The Intercontinental Exchange’s pending bitcoin platform Bakkt plans to begin testing its two futures contracts on July 22 of this year.
In a blog post that likened Bakkt’s launch to the Apollo 11 moon landing, chief operating officer Adam White wrote Thursday that the platform will “initiate user acceptance testing” for its bitcoin futures contracts, which will be listed and traded by its parent company. Bakkt announced last month that it would begin testing in July, though it did not provide a specific date at the time.
Both contracts will see a minimum price fluctuation of $2.50 per bitcoin (with each contract containing one bitcoin).
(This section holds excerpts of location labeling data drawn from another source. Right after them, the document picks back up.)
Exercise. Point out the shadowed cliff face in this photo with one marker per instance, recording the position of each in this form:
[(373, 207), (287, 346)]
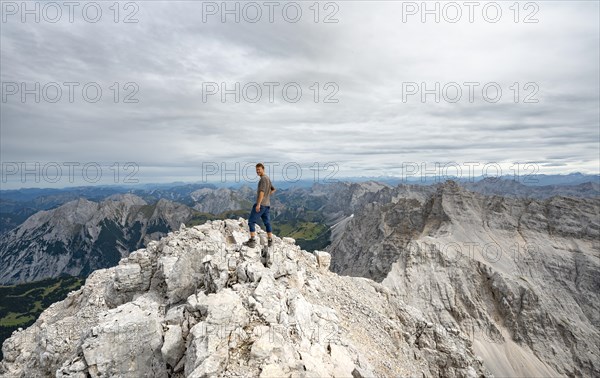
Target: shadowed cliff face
[(519, 275), (199, 304)]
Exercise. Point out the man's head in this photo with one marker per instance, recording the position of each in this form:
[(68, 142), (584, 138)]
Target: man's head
[(260, 169)]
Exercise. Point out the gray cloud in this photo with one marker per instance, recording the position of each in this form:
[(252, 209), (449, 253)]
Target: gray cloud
[(368, 54)]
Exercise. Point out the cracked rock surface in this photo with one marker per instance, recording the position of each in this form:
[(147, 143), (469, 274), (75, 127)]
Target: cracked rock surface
[(199, 304)]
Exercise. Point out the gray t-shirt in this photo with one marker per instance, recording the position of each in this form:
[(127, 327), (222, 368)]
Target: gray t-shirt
[(265, 185)]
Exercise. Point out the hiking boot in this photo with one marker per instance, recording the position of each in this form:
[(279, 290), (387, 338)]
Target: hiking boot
[(250, 243)]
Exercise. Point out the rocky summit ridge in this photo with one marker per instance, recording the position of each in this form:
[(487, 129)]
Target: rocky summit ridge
[(197, 303)]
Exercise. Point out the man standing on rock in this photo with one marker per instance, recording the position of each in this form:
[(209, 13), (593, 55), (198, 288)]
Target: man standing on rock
[(261, 208)]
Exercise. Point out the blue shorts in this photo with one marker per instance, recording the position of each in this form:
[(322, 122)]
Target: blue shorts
[(262, 214)]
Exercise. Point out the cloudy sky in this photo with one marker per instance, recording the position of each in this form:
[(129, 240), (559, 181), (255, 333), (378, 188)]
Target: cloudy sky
[(516, 86)]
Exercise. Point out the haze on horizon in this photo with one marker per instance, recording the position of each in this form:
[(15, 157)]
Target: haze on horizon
[(367, 63)]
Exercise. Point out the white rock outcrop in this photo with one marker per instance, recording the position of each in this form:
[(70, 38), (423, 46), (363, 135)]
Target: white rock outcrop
[(199, 304)]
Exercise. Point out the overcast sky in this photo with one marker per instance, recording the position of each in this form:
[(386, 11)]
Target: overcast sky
[(371, 63)]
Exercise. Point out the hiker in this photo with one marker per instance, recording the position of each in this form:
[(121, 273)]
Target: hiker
[(261, 208)]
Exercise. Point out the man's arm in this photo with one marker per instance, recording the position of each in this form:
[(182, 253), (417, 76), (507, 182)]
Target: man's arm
[(261, 195)]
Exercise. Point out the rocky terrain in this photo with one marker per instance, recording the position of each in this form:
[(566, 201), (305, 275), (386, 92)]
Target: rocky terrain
[(81, 236), (512, 188), (520, 275), (199, 304)]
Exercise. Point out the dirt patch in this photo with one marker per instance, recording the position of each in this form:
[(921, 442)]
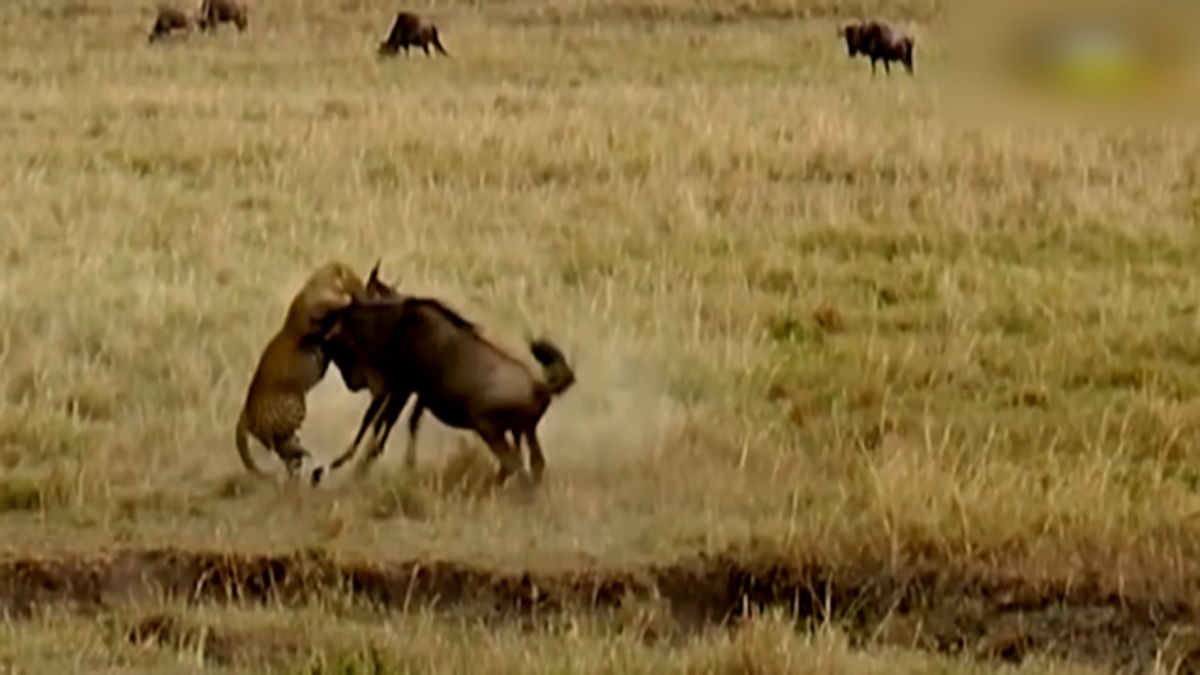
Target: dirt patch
[(213, 643), (923, 605)]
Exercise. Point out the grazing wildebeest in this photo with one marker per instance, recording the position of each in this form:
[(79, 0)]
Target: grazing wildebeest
[(423, 347), (214, 12), (409, 30), (167, 21), (880, 42), (385, 404)]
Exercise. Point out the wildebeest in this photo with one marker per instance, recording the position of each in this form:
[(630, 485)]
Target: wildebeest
[(169, 19), (385, 405), (214, 12), (880, 42), (423, 347), (409, 30)]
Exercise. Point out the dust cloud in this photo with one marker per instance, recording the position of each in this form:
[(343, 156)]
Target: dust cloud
[(616, 413)]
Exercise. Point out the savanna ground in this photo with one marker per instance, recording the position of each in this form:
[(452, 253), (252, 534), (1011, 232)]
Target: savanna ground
[(873, 375)]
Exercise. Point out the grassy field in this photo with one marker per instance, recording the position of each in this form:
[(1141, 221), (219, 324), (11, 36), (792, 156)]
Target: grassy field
[(892, 328)]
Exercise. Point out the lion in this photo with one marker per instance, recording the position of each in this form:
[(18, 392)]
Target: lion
[(292, 364), (214, 12), (169, 19)]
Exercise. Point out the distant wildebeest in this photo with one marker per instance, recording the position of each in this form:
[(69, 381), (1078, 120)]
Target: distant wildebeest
[(214, 12), (169, 19), (291, 365), (385, 404), (423, 347), (409, 30), (880, 42)]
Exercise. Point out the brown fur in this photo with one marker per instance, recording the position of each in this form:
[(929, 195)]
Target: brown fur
[(385, 405), (292, 364), (214, 12), (880, 42), (423, 347), (169, 19), (409, 30)]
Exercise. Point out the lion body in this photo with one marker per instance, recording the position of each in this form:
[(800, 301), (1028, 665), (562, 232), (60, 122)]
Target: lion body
[(291, 365)]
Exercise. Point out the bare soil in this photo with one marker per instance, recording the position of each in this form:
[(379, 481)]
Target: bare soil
[(924, 605)]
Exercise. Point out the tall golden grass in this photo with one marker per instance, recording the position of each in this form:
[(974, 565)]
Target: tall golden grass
[(808, 308)]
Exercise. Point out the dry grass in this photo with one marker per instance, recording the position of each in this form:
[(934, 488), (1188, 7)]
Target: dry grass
[(319, 641), (809, 309)]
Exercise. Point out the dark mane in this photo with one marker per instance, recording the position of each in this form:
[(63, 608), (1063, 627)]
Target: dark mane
[(450, 315)]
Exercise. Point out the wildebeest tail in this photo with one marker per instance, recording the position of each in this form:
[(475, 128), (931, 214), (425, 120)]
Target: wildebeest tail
[(555, 368), (437, 41), (243, 442)]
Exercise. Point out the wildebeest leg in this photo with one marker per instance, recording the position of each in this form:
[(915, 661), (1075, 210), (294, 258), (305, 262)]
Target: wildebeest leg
[(537, 460), (292, 453), (387, 420), (372, 414), (510, 463), (414, 420)]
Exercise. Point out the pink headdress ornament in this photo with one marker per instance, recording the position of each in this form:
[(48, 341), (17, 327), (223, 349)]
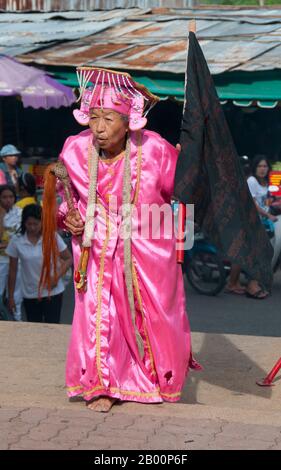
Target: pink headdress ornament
[(113, 90)]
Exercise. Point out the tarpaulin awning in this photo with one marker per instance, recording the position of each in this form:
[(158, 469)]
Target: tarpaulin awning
[(34, 86), (262, 89)]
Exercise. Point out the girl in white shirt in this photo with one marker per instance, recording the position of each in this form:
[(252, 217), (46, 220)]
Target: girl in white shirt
[(27, 247), (10, 220)]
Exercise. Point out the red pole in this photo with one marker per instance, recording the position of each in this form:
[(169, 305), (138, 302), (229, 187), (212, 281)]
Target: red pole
[(181, 232), (267, 381)]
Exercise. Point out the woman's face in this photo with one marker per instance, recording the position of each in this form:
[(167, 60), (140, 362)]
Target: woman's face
[(11, 160), (108, 127), (7, 199), (262, 169), (33, 226)]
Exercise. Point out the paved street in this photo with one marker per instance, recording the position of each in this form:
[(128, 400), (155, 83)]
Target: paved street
[(237, 341), (221, 407), (225, 313)]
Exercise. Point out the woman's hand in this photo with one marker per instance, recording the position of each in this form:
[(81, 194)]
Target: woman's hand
[(74, 223), (273, 218)]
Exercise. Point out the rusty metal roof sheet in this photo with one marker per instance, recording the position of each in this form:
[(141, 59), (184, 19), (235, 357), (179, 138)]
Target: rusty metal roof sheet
[(138, 40)]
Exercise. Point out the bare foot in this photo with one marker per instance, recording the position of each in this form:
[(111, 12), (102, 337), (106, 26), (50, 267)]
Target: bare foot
[(102, 404), (235, 289)]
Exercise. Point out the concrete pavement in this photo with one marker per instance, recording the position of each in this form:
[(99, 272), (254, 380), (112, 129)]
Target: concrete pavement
[(221, 408)]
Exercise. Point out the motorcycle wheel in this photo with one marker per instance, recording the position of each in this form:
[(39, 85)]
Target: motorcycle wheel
[(205, 273)]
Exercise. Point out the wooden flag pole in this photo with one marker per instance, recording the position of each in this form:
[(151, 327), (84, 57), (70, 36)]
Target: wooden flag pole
[(182, 207)]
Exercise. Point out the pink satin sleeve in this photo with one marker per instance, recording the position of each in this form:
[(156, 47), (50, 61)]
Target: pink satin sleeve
[(63, 207), (2, 177), (168, 169)]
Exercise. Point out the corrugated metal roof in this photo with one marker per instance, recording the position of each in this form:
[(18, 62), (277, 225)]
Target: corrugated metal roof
[(61, 5), (151, 42)]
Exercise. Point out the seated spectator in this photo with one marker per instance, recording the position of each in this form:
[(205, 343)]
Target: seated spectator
[(27, 247), (9, 171), (27, 190)]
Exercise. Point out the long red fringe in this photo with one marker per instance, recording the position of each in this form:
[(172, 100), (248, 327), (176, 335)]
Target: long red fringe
[(49, 229)]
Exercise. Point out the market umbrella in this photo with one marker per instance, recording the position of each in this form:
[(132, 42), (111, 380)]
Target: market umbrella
[(34, 86)]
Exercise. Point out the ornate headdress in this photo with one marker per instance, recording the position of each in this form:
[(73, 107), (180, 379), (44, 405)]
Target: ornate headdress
[(113, 90)]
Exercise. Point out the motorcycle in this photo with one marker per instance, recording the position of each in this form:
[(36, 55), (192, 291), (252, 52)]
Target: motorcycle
[(204, 268)]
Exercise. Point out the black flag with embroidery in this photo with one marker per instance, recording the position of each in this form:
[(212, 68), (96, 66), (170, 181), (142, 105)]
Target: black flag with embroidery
[(210, 176)]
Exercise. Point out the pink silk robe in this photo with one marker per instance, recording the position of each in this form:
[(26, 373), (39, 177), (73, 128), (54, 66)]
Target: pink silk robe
[(103, 358)]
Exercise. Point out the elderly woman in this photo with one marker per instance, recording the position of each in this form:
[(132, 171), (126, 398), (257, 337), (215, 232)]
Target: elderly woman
[(130, 335)]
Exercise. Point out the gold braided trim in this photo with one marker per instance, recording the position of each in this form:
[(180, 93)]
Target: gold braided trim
[(139, 163), (137, 394), (171, 395), (139, 299), (95, 389), (72, 389), (99, 295), (108, 161), (157, 392)]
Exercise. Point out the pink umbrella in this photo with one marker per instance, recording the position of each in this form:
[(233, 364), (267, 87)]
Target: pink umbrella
[(35, 87)]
Trades may be executed at $0.01 per bitcoin, with a listing cycle that can last for as long as 12 months (for the monthly contract) or 70 consecutive eligible contract dates (for the daily contract).
Final settlement for both contracts will be at the Bakkt Warehouse.
Stepping back, ICE announced last year that it would be launching physically-settled bitcoin futures contracts. Unlike cash-settled contracts, such as what CME Group offers, customers receive an actual bitcoin on the contract’s expiration, and not the fiat equivalent to bitcoin’s price.
On Thursday, White wrote that Bakkt’s mission is “ to support the development of trusted infrastructure for securely transacting in the new market for digital assets.”
The exchange initially announced potential launch dates last year and January of this year, though both were delayed due to a lack of regulatory approvals. The delay appears to stem in part from Bakkt’s plan to warehouse its own bitcoin and clear trades through the ICE clearinghouse.
Bakkt has not yet announced a final launch date.
The company first revealed last month it was self-certifying its futures contracts, which included a daily contract that was previously announced and a monthly contract that was not.
“This is no small step,” White wrote Thursday. “This launch will usher in a new standard for accessing crypto markets.”
“Compared to other markets, institutional participation in crypto remains constrained due to limitations like market infrastructure and regulatory certainty. This results in lower trading volumes, liquidity, and price transparency than more established markets like ICE’s Brent Crude futures contract, which has earned global trust in setting the world’s price of crude oil.”